User: I’m visiting Tokyo for 3 days. Suggest an itinerary with 3 activities per day.
Constraints:
- Format your response as bullet points grouped by day.
- Keep each activity description under 20 words.
Example:
Day 1:
- Visit Meiji Shrine in the morning
- Eat sushi at Tsukiji Market
- Explore Shibuya Crossing at night

Context Management

  • Be aware of token limits (e.g. 4k, 8k, 128k)
  • Use summarization for long chat histories
  • Drop irrelevant history when possible
  • Explicit > implicit — don't assume the model remembers everything

Evaluation Principles

LLM output is fuzzy.
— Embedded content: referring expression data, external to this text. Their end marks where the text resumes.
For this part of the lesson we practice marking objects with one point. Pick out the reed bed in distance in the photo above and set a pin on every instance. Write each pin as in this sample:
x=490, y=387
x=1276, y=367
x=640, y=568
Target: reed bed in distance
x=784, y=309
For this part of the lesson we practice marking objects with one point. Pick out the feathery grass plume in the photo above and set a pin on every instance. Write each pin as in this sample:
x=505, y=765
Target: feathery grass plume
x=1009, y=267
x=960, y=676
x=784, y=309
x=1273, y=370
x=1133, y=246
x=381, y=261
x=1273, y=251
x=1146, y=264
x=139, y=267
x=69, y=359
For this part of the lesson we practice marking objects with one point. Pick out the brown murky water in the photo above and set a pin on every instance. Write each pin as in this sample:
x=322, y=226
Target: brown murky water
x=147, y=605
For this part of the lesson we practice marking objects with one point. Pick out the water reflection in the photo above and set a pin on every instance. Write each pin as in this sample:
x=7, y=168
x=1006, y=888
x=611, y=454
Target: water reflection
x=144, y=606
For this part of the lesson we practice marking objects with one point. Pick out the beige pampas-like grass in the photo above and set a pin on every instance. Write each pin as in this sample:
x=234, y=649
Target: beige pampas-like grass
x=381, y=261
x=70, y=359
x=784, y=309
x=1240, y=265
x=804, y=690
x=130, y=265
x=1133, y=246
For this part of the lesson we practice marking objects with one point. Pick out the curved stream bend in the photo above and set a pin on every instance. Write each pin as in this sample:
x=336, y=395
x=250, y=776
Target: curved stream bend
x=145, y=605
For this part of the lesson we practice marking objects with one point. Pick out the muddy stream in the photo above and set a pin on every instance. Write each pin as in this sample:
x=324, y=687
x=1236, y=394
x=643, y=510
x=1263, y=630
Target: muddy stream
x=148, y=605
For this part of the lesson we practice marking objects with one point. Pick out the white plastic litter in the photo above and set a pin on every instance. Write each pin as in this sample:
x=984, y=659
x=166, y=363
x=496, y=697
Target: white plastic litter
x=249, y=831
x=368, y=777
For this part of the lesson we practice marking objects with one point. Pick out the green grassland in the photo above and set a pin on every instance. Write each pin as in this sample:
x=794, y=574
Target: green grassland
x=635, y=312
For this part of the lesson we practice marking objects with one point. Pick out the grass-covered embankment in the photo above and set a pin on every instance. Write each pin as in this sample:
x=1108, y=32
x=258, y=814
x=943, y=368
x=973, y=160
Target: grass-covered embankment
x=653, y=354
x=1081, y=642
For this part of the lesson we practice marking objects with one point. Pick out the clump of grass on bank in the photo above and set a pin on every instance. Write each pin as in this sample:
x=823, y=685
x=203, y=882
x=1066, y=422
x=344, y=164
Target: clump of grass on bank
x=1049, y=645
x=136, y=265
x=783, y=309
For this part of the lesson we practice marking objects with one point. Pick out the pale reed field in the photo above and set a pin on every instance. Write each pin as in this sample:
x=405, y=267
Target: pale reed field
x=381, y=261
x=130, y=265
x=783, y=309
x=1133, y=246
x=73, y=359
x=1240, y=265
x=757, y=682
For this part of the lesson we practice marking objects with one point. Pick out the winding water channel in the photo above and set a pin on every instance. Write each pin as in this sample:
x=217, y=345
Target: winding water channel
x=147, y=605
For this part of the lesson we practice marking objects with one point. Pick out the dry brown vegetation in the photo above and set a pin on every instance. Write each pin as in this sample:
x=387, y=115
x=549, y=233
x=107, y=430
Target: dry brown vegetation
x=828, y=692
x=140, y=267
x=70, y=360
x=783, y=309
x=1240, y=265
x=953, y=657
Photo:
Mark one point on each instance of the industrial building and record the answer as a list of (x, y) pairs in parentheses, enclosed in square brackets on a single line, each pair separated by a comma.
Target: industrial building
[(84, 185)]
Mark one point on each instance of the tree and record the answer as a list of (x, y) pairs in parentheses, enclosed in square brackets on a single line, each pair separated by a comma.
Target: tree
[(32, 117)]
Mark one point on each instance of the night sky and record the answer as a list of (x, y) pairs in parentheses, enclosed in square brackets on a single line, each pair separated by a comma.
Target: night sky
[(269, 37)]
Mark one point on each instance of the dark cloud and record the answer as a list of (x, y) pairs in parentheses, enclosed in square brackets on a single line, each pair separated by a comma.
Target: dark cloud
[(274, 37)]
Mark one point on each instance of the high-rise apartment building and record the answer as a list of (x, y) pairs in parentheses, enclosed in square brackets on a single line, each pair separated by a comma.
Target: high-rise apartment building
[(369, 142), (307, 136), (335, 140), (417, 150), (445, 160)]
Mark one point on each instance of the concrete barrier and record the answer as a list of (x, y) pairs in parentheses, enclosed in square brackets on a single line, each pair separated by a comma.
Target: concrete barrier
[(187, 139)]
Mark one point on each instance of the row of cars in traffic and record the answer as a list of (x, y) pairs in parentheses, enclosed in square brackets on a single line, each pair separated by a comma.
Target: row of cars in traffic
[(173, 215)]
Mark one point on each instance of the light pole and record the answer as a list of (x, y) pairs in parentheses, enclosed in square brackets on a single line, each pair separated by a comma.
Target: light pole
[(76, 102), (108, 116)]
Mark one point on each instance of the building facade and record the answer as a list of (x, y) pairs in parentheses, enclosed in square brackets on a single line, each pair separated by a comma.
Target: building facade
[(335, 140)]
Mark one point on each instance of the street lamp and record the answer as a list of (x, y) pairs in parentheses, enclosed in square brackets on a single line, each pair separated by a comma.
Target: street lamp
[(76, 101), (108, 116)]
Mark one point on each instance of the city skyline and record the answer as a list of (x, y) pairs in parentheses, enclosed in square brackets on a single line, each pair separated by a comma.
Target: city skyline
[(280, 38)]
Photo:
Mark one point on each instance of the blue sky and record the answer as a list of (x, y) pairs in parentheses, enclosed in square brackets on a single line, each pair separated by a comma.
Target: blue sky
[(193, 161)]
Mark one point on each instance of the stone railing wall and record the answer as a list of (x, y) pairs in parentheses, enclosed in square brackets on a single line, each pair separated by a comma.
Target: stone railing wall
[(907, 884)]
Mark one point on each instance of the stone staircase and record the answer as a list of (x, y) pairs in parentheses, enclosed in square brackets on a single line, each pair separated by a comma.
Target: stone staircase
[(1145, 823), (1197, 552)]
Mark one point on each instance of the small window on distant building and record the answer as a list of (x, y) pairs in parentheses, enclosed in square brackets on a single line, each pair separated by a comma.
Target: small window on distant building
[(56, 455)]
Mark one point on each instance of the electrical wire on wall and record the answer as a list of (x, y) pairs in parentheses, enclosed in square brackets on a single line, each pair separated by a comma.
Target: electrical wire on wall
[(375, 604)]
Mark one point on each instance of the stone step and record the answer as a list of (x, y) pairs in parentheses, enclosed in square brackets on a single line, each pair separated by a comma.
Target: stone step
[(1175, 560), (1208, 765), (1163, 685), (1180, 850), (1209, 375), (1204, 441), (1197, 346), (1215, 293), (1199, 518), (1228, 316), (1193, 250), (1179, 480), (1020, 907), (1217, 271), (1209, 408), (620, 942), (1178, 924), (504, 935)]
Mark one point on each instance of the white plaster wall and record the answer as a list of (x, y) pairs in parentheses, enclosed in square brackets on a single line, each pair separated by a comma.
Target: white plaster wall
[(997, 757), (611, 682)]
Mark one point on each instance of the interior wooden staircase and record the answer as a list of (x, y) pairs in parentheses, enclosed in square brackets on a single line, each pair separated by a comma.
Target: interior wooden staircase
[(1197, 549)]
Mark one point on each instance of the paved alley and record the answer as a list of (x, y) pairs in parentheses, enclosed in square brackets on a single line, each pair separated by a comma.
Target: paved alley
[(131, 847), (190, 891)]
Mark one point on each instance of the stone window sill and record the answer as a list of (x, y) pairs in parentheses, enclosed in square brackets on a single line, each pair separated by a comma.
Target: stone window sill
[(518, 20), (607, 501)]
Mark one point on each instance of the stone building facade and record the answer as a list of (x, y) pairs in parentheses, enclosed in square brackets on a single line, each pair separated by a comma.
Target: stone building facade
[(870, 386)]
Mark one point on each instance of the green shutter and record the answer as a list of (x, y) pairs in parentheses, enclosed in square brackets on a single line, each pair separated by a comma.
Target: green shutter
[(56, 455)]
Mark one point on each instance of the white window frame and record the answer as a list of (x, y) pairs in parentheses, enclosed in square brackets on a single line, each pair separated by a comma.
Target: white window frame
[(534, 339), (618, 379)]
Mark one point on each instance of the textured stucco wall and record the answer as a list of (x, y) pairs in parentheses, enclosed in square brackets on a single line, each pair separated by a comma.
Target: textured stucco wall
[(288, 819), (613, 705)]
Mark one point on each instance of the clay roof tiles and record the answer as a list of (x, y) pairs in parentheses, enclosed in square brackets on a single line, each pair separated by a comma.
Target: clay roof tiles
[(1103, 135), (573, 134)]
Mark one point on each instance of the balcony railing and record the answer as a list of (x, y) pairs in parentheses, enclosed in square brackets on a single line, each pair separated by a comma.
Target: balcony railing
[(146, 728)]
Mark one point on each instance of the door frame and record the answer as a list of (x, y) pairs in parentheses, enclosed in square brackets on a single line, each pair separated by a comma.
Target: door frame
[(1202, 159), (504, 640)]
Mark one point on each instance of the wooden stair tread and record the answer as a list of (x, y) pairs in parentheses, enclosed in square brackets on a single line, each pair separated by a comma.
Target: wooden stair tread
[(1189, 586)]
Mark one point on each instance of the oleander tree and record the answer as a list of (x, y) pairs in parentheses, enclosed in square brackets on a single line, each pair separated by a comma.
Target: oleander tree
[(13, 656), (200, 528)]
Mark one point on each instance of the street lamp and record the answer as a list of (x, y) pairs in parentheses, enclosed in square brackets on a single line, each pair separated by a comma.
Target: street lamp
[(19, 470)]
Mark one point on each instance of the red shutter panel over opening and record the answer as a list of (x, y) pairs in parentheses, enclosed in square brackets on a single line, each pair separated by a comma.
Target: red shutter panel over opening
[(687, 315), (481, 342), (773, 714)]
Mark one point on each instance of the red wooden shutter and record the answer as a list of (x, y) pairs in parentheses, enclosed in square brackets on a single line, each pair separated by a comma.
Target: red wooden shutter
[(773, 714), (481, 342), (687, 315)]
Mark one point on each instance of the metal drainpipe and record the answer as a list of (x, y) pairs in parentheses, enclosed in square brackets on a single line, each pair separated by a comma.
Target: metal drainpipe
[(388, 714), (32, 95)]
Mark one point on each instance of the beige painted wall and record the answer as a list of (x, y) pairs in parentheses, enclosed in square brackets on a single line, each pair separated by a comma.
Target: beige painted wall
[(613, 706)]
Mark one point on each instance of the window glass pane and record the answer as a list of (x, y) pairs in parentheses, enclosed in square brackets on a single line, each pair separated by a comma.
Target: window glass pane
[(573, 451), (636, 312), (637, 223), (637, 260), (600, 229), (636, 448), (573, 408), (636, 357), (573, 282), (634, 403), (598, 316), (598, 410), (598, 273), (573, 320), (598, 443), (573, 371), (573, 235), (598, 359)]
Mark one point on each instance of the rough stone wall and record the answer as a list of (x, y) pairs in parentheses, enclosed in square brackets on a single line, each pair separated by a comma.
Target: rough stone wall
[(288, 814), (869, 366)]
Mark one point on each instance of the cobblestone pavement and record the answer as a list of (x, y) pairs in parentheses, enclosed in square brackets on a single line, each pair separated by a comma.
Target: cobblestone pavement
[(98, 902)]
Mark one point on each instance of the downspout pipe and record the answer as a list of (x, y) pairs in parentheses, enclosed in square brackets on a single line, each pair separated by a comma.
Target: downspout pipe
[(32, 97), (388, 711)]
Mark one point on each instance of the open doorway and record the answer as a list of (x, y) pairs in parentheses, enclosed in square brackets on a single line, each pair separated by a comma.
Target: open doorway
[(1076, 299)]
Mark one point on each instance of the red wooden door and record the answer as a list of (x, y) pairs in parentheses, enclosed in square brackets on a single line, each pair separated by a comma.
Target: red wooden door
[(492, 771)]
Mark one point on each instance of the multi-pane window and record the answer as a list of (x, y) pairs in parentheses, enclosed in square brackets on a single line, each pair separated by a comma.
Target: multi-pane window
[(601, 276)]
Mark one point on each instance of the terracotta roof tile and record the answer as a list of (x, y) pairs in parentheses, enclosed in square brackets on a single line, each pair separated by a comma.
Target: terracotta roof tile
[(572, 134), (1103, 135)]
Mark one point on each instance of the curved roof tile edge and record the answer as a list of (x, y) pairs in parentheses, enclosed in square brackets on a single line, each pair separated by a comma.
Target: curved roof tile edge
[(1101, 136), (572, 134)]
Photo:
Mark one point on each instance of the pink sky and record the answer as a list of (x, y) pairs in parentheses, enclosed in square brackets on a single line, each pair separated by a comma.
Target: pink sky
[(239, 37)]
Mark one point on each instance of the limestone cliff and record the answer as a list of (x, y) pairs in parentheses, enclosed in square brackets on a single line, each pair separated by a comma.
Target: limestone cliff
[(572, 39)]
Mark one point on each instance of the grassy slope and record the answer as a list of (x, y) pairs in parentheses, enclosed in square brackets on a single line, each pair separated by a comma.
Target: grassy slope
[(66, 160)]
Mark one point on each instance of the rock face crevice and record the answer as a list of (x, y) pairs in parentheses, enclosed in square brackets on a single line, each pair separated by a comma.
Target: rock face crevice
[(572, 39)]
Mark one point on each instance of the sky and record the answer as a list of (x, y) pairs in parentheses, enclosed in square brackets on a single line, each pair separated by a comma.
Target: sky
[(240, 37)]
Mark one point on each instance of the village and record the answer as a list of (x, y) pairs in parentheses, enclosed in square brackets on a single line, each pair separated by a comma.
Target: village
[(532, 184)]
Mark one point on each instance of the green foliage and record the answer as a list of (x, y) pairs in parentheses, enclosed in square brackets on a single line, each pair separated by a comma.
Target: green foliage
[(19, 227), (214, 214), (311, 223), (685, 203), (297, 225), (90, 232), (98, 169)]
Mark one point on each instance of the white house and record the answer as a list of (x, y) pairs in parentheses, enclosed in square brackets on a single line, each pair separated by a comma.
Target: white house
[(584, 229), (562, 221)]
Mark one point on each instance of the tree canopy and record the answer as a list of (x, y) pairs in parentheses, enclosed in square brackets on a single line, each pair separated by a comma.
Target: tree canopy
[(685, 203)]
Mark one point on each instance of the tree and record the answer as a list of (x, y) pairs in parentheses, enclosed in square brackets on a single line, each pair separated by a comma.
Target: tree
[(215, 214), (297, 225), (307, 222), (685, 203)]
Define quality like this:

  • Does it meet the task objective?
  • Is the output formatted correctly?
  • Would a human say it's reasonable?
  • Can you detect regressions with A/B comparisons?

Common Failure Modes

Symptom Likely Cause
Hallucination Vague or underspecified prompts
Repetition Poor constraint or unclear output format
Refusal Misalignment between task and role
Loss of context Too much history or poor summarization

Recommended Resources


Minimal Python Example

import os

from openai import OpenAI

client = OpenAI(
    api_key=os.environ.get("OPENAI_API_KEY"),
)

response = client.chat.completions.create(
    model="gpt-4o",
    messages=[
        {"role": "system", "content": "You are a concise technical writer."},
        {
            "role": "user",
            "content": "Explain what a vector database is in simple terms.",
        },
    ],
)

print(response.choices[0].message.content)

Final Thought

This guide helps you stay grounded when everything else is changing. Focus on clarity. Prompt with intent. And always think like an engineer.